As reuniões das comissões são públicas, salvo deliberação contrária da comissão. Os representantes do Parlamento Europeu, do Conselho e da Comissão podem assistir às reuniões das comissões e responder a perguntas dos seus membros. Podem ser organizadas audições públicas sobre um ou vários pontos da ordem do dia, podendo também, com o mesmo fim, ser convidadas personalidades em razão da sua competência.

Documentos elaborados pelo Comité das Regiões

O Comité das Regiões elabora pareceres, relatórios e resoluções, que são publicados no Jornal Oficial da União.

O Comité adota pareceres, nos termos do artigo 307.o do Tratado sobre o Funcionamento da UE:

  • quando consultado pela Comissão, pelo Conselho ou pelo Parlamento nos casos previstos pelos Tratados europeus ou em todos os demais casos, caso uma destas instituições o considere oportuno;
  • por sua própria iniciativa;
  • quando o Comité Económico e Social Europeu for consultado e o Comité das Regiões entender estarem em causa interesses regionais específicos.

Os pareceres exprimem a opinião do Comité e comportam recomendações ou propostas concretas de alterações. Cada parecer é acompanhado, em documento separado, da respetiva justificação.

Os relatórios propõem análises e recomendações sobre assuntos da competência do Comité.

As resoluções incidem sobre assuntos atuais relacionados com as atividades da União Europeia que tenham por objeto assuntos de grande interesse para as pessoas coletivas territoriais regionais e locais.

Secretariado-Geral

O Comité é assistido por um Secretariado-Geral, dirigido por um Secretário-Geral. O Secretariado deve assegurar o funcionamento do Comité, prestar assistência aos membros do Comité no exercício do respetivo mandato e lavrar as atas das reuniões dos órgãos do Comité. O Secretário-Geral assegura a execução das decisões da Mesa ou do Presidente e participa, com voto consultivo, nas reuniões da Mesa.
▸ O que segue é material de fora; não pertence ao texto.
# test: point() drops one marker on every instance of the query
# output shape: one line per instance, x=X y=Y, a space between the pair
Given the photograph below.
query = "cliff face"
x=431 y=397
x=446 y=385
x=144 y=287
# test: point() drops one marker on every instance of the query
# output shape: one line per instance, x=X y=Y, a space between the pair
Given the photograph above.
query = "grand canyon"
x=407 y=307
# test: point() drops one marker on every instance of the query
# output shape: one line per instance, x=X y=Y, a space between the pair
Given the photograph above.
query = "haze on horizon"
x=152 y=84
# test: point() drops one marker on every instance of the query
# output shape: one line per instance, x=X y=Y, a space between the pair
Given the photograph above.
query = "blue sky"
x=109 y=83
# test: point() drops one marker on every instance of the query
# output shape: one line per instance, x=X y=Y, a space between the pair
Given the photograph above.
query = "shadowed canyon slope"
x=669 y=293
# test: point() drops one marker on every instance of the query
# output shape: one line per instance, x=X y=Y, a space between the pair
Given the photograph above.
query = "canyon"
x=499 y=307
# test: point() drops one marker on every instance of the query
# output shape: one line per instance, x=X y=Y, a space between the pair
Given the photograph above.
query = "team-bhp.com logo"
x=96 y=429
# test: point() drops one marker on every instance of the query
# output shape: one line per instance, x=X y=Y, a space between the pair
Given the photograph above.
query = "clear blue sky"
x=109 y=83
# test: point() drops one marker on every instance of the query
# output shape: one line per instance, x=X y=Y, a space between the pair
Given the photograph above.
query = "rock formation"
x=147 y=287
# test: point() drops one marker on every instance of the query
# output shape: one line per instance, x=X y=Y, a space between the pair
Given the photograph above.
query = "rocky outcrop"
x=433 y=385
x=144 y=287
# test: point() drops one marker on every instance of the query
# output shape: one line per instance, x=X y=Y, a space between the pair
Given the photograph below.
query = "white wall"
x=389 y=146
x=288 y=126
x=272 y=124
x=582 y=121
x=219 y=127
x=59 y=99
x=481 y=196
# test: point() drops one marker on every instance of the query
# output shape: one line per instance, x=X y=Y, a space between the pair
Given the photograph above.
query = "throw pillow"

O Secretário-Geral é eleito pela Mesa, por um período de cinco anos.

ACESSO AOS DOCUMENTOS

Os cidadãos da União, bem como qualquer pessoa singular ou coletiva com residência ou sede social num Estado-Membro têm direito de acesso aos documentos do Comité em conformidade com o estabelecido no Tratado e no Regulamento (CE) n.o1049/2001, e mediante observância das modalidades definidas pela Mesa.

REFERÊNCIAS

Ato

Entrada em vigor

Transposição nos Estados-Membros

Jornal Oficial

Regimento do Comité das Regiões

10.01.2010

-

JO L 6 de 9.1.2010

ATOS RELACIONADOS

Protocolo de cooperação entre a Comissão Europeia e o Comité Económico e Social Europeu de 22 de fevereiro de 2012.

Em 2012, um Protocolo de cooperação entre a Comissão Europeia e o Comité Económico e Social Europeu foi adotado por estas duas instituições, com vista a reforçar e formalizar a função consultiva obrigatória e facultativa do Comité em domínios de particular importância enumerados no programa de trabalho anual da Comissão. O Protocolo procura, nomeadamente, reforçar as sinergias entre as respetivas atividades do Comité e da Comissão no contexto da estratégia Europa 2020, da coesão económica, social e territorial e da cooperação transfronteiriça.

O Comité é convidado ainda a reforçar as consultas com as autoridades locais e regionais no âmbito de um diálogo estruturado.

O Comité vê, finalmente, reforçado o seu papel de controlo da conformidade das propostas legislativas da UE que recebe com o princípio da subsidiariedade e da proporcionalidade.